5. Planyt: Distribution Strategy
- Planyt D2C Model: Selling directly via the optimized Planyt website to maintain margins and own customer data.
- Planyt Experience Centers: Setting up kiosks in premium malls (e.g., DLF Emporio or Phoenix Palladium) where customers can see the Planyt misting technology in person.
- Planyt Strategic Partnerships: Partnering with luxury real estate developers to include Planyt pods as a standard fixture in “Green-Certified” smart homes.
6. Planyt: Advantages and Challenges
- Planyt Competitive Advantages: The patented fogponics tech uses 95% less water than traditional farming and requires no soil, making Planyt pods extremely clean for indoor use.
- Planyt Operational Challenges: The requirement for 24/7 electricity is a hurdle; high initial hardware costs (Rs 7.5 lakh for a family setup) currently limit Planyt to the top 0.1% of the population.

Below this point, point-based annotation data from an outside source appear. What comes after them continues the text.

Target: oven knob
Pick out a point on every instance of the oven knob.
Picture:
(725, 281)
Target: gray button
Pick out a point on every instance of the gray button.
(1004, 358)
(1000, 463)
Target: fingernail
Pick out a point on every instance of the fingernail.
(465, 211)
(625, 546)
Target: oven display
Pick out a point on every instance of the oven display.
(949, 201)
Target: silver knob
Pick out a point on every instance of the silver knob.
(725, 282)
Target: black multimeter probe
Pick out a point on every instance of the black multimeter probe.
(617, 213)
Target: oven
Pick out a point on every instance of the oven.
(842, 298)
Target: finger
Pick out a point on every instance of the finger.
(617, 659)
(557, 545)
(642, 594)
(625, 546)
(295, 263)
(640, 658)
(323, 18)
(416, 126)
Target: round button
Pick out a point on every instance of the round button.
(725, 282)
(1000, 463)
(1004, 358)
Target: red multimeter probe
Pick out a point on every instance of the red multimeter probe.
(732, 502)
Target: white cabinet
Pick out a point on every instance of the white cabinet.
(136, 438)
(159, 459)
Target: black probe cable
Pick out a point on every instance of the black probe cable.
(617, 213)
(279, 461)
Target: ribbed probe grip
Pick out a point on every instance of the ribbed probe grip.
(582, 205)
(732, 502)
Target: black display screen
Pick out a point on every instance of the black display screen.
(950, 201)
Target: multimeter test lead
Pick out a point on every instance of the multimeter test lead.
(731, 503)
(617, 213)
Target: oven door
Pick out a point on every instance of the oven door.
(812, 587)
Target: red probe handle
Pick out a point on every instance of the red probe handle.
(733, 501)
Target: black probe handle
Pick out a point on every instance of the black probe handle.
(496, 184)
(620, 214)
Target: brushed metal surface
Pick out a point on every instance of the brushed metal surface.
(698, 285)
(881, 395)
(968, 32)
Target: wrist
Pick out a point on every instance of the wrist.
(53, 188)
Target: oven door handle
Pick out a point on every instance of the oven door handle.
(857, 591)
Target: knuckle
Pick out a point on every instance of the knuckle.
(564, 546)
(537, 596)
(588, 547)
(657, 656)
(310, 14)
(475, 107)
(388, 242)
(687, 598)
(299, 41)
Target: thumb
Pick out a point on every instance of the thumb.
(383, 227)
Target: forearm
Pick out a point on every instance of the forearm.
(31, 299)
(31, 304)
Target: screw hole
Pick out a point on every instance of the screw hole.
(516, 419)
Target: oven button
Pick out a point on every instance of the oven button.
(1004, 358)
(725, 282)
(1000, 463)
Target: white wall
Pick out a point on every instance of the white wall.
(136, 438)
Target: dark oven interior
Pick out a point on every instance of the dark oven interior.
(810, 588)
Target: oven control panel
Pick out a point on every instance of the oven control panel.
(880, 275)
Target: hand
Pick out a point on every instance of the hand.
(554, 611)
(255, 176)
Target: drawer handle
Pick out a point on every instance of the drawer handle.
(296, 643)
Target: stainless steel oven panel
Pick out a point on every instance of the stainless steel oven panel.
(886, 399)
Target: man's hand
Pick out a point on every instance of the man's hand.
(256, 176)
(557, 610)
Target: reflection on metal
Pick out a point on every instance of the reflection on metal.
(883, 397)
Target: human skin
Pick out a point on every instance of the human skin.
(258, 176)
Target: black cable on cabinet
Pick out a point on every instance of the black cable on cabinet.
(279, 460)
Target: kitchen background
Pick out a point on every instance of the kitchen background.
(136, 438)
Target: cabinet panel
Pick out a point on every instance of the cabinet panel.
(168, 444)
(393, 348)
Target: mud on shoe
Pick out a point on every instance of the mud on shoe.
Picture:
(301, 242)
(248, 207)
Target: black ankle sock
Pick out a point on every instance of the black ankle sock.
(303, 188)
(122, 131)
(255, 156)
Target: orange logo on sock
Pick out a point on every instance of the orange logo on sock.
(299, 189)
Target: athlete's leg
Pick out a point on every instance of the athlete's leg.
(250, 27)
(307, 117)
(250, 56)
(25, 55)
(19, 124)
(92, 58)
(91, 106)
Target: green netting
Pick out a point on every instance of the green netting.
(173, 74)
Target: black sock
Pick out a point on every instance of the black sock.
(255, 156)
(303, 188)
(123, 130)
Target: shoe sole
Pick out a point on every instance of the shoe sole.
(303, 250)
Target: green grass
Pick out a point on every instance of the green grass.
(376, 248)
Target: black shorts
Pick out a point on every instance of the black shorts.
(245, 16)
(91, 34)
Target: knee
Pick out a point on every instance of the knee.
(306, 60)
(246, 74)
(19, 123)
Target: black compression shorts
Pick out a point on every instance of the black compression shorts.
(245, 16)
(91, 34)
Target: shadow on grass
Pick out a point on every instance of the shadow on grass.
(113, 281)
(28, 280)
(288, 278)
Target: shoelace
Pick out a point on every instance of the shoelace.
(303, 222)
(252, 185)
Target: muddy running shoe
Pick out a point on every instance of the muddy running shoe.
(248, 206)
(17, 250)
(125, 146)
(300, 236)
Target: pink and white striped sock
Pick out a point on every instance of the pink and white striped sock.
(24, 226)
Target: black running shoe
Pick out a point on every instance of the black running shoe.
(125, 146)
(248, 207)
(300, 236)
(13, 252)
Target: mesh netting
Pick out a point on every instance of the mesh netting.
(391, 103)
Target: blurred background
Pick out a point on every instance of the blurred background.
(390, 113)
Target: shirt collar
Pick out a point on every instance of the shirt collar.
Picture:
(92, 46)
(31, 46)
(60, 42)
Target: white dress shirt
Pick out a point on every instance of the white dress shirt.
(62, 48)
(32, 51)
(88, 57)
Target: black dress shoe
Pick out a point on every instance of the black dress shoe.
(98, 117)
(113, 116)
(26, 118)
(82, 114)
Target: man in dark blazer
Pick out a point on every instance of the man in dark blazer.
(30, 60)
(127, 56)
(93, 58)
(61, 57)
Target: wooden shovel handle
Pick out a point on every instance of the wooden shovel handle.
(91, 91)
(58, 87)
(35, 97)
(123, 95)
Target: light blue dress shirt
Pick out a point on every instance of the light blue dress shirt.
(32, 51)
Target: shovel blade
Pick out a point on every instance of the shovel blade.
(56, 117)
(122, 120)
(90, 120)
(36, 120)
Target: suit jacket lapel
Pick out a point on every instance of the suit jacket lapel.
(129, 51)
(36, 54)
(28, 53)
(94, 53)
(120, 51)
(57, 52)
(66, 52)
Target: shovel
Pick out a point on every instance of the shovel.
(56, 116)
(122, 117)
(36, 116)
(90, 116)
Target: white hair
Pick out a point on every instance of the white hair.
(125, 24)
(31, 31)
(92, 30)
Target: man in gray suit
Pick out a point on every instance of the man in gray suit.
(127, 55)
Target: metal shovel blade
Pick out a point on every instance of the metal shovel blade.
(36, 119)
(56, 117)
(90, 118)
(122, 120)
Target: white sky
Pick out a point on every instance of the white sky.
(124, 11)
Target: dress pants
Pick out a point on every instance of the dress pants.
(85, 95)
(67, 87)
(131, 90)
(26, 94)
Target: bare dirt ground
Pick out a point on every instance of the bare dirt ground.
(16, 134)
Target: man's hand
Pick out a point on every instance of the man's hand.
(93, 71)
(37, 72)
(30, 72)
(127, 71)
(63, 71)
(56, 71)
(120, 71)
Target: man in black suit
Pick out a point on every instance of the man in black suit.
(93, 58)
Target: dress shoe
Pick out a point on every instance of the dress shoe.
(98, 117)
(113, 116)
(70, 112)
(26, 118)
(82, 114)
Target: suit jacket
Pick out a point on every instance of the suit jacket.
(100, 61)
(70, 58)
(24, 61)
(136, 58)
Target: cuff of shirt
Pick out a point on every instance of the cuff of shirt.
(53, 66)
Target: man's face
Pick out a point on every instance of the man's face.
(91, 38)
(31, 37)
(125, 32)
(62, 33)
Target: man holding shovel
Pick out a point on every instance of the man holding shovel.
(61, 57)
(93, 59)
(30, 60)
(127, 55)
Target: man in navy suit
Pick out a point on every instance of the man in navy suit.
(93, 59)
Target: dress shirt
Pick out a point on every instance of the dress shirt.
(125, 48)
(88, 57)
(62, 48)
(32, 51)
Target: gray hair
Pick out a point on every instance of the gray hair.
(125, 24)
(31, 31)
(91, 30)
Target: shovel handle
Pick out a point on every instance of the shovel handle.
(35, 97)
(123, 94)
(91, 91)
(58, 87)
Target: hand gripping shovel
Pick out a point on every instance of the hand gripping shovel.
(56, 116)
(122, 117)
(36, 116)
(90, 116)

7. Planyt: Success Drivers and Mitigation Strategies
- Reason for Planyt Success: Technological superiority; fogponics allows for faster growth cycles than standard hydroponics, giving Planyt a biological edge.
- Planyt Mitigation Strategy (Cost): Introduce a “Planyt Lite” version or a Leasing/EMI model to reduce the entry barrier from Rs 7.5 lakh to affordable monthly installments.
- Planyt Mitigation Strategy (Power): Integrate a battery backup system or solar-ready connectors into the Planyt pods to handle Indian power fluctuations.
8. Planyt: Future Business Roadmap and Valuation
- Planyt Phase 1 (Year 1): Focus on R&D to reduce manufacturing costs by 40% and fix the SEO/Digital presence of the Planyt brand.
- Planyt Phase 2 (Year 2-3): Expansion into B2B sectors (hotels/hospitals) and launching the “Planyt Nutrient Subscription” for recurring revenue.
- Planyt Valuation Roadmap: By shifting from a “pre-revenue” state to a monthly recurring revenue (MRR) model via seed/nutrient pods, Planyt can justify a higher valuation based on a 10x-15x revenue multiple rather than speculative tech claims.